At the individual level, some good research on what works for weight loss comes from the American organisation, the National Weight Control Registry.  They have analysed the traits, habits, and behaviours of adults who have lost at least 30 pounds and kept it off for a minimum of one year. They currently have more than 10,000 members enrolled in the study, and these people respond to annual questionnaires about how they’ve managed to keep their weight down.

The researchers behind the study found that people who have had success losing weight share a few things in common: They weigh themselves at least once a week. They restrict their calorie intake, stay away from high-fat foods, and watch their portion sizes. They also exercise regularly.

But note: These people use physical activity in addition to calorie counting and other behavioural changes.

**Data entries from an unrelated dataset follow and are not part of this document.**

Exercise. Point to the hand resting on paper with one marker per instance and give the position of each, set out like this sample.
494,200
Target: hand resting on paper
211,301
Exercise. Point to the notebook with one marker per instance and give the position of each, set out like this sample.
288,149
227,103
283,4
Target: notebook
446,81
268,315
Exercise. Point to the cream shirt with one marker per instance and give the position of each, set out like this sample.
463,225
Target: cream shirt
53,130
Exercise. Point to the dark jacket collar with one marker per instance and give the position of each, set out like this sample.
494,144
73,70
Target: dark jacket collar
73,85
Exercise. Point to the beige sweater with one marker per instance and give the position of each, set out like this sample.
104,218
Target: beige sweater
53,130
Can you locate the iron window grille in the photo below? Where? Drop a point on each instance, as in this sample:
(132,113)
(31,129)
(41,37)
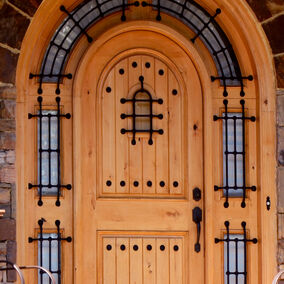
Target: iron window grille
(54,262)
(78,21)
(135,115)
(235,153)
(49,151)
(235,262)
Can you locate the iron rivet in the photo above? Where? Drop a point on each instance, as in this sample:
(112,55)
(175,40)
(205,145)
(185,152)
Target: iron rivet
(135,247)
(147,65)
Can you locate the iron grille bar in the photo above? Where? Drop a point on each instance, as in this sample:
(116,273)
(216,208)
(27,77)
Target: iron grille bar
(234,153)
(210,33)
(200,33)
(236,241)
(134,115)
(49,150)
(218,11)
(57,74)
(49,239)
(240,79)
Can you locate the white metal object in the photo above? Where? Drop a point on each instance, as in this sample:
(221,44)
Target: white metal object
(40,268)
(277,277)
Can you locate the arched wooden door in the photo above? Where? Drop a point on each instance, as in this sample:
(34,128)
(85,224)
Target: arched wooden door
(138,157)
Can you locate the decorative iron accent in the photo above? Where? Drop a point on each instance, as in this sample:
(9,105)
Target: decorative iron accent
(224,79)
(89,12)
(235,153)
(50,239)
(208,30)
(49,151)
(136,115)
(230,239)
(74,25)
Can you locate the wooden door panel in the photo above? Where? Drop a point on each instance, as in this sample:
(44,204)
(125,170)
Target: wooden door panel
(142,169)
(142,258)
(139,193)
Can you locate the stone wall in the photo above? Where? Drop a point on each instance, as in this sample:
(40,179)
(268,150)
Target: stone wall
(15,16)
(270,14)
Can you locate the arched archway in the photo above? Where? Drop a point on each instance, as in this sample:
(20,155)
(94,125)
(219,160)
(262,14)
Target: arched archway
(259,102)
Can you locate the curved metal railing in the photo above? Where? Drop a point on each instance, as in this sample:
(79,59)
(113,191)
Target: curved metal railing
(20,268)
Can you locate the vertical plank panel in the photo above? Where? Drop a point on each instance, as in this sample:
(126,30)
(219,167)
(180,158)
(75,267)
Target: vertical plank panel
(148,72)
(135,151)
(149,167)
(163,271)
(161,141)
(109,262)
(149,261)
(121,91)
(122,260)
(176,261)
(108,132)
(175,137)
(136,258)
(135,165)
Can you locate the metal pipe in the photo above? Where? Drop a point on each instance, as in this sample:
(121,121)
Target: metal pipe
(277,277)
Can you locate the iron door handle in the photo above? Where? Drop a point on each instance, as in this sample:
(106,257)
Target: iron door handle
(197,218)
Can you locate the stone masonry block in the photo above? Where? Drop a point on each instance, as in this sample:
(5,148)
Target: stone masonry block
(7,230)
(9,60)
(274,34)
(7,125)
(279,66)
(8,174)
(13,26)
(280,145)
(28,6)
(3,248)
(280,185)
(264,9)
(7,140)
(5,195)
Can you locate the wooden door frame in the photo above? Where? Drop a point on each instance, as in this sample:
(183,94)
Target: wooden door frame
(246,34)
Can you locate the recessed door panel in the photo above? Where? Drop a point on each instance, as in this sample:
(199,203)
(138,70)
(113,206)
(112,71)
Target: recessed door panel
(138,148)
(143,110)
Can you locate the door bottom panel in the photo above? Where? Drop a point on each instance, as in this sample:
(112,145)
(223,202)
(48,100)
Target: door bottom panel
(142,257)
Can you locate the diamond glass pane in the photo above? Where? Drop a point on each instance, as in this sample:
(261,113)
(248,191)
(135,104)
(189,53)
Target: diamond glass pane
(49,171)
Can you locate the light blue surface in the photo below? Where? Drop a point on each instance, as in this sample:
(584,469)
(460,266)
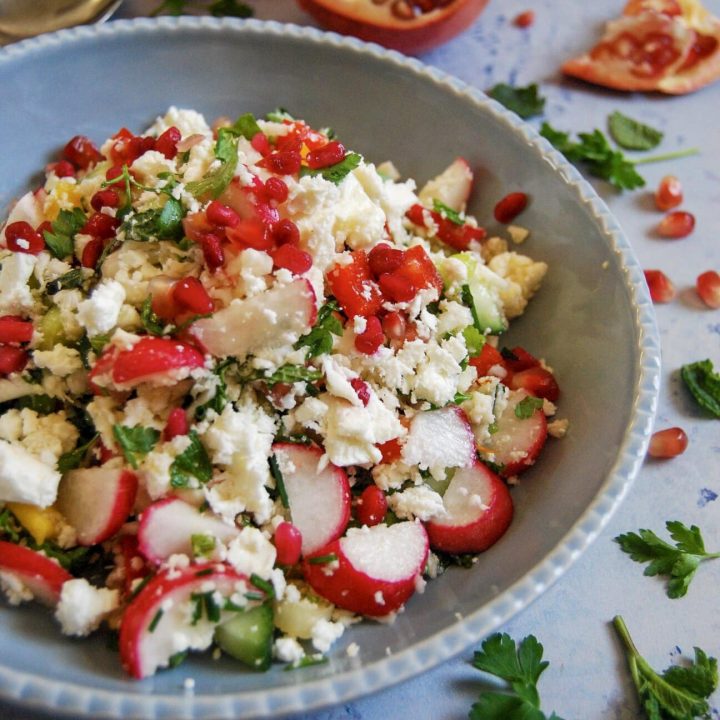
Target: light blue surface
(587,678)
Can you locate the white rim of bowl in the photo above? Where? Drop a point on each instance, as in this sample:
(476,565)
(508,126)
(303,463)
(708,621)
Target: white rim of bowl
(40,693)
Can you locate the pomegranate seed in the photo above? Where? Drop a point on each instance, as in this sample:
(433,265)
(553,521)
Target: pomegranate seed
(250,233)
(261,144)
(12,360)
(288,543)
(63,168)
(221,215)
(330,154)
(192,295)
(100,225)
(105,198)
(362,390)
(510,207)
(15,329)
(660,285)
(668,443)
(276,189)
(91,253)
(669,193)
(81,152)
(286,232)
(167,142)
(384,259)
(676,224)
(372,506)
(21,237)
(212,251)
(177,424)
(708,288)
(372,338)
(292,258)
(284,162)
(525,19)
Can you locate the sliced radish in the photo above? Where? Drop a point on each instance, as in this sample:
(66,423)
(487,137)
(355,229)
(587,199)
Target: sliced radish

Every reliable expert I’ve ever spoken to on weight loss says the most important thing a person can do is to limit calories in a way they like and can sustain, and focus on eating healthfully.

In general, a diet with exercise can work better than calorie cutting alone, but with only marginal additional weight-loss benefits.

If you embark on a weight-loss journey that involves both adding exercise and cutting calories, do not count those calories burned in physical activity toward extra eating. You would be better advised to pretend you didn’t exercise at all. You will most likely compensate anyway, so think of exercising just for health improvement but not for weight loss.